[
https://issues.apache.org/jira/browse/AVRO-1022?page=com.atlassian.jira.plugin.system.issuetabpanels:comment-tabpanel&focusedCommentId=13206546#comment-13206546
]
Scott Carey commented on AVRO-1022:
-----------------------------------
I see the wisdom in restricting names to be a simple set of ASCII characters.
Until just a few minutes ago the arguments above were convincing me that the
[A-Za-z_][A-Za-z0-9_]+
name format was a very useful simplification.

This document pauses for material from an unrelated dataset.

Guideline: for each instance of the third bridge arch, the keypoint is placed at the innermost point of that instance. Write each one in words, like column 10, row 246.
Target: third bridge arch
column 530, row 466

But now I think names should be almost entirely open. Defining "isLetter() or
isDigit()" is problematic as pointed out above. So don't even bother with
that. How about defining it only with respect to ASCII. The naming rule in
the spec would apply to ASCII only, all other code points are allowed. Unlike
some notion of isLetter(), this does not imply c or c++ needs a big library
like ICU. All implementations must already support UTF-8 in order to support
JSON. Languages can define internally how they map messy names to variables,
types, or enum symbols.
If AVRO restricts valid names, then it won't be able to convert schemas from
other systems into avro schemas.
For example, how does this relate to
https://issues.apache.org/jira/browse/PIG-1339
?
If names are restricted, then consuming schemas from other systems will be
difficult. Fewer restrictions in Avro make it more compatible and capable.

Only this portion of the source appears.